La FESIC s’engage dans les débats préparatoires en portant 14 propositions élaborées au sein de son groupe de travail Recherche (voir l’article de présentation de la loi de programmation pluriannuelle de la Recherche).

Face à un monde en pleine mutation, aux inégalités criantes, aux enjeux du changement climatique, chacun est responsable. A fortiori les établissements d’enseignement supérieur et leurs organismes de recherche, qui forment d’un côté les jeunes qui porteront demain la transformation de notre société, et de l’autre ouvrent la voie aux innovations futures. La recherche ne saurait se trouver éloignée des préoccupations contemporaines : le développement durable doit être un axe fort d’une stratégie nationale de long-terme.

L’acquisition de savoirs pour le bien commun, la performance des activités R&D et la compétitivité des entreprises dans leur ensemble nécessite une politique de soutien stratégique et interroge les différents modes de financements actuels.

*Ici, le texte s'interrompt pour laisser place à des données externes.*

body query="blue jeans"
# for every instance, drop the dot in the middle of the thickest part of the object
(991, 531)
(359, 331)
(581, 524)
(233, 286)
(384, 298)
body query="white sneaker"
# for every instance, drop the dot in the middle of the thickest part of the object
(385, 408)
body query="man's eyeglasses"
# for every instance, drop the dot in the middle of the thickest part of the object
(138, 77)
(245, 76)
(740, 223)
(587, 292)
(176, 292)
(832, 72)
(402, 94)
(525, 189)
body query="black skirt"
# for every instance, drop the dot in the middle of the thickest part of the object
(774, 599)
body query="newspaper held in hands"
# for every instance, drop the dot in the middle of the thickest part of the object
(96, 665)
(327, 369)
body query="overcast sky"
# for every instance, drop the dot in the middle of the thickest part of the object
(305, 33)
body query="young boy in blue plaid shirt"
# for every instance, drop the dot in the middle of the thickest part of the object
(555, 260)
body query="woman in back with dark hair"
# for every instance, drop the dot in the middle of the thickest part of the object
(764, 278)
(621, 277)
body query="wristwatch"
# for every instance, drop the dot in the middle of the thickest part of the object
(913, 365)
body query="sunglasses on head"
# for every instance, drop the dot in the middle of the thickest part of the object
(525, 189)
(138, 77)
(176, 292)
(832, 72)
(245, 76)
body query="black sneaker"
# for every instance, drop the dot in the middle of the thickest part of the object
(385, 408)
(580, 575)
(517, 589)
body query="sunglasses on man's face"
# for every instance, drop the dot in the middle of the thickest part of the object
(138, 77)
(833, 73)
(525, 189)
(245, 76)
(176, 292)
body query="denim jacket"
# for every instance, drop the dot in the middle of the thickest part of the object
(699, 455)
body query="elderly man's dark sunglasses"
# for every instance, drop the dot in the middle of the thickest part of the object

Au regard des différences de traitement des projets de recherche observées à l’échelle nationale et territoriale, une stratégie cohérente apparaît indispensable afin de donner plus de clarté aux règles et politiques de financement des projets portés par des EESPIG. Ne disposant pas ou peu de subventions publiques directes pour leurs activités de recherche, les EESPIG ont certes accès aux financements par appel à projets, mais le plus souvent avec des restrictions variables, liées tant à une méconnaissance de leur label qu’à leur statut privé.

En contrat avec l’État, les EESPIG s’engagent à participer à la recherche scientifique et technologique et à la diffusion et la valorisation de ses résultats (voir la définition du label EESPIG).

Pour soutenir cette mission de service public, la FESIC propose la mise en place d’une dotation publique récurrente complémentaire pour les EESPIG, sur une base forfaitaire par ETP dédié à la recherche fondamentale. Face aux difficultés de financement de la recherche, la FESIC souhaite augmenter la rentabilité de l’investissement dans la participation aux appels à projet, à travers notamment une révision du taux de financement des projets des EESPIG, et la simplification des procédures administratives et indicateurs d’évaluation.

La valeur des établissements d’enseignement supérieur repose sur les ressources humaines, leurs qualifications, leurs compétences, et l’investissement individuel dans les activités de l’établissement. La reconnaissance des enseignants-chercheurs au niveau institutionnel et par leurs pairs est l’un des facteurs d’attractivité et de motivation.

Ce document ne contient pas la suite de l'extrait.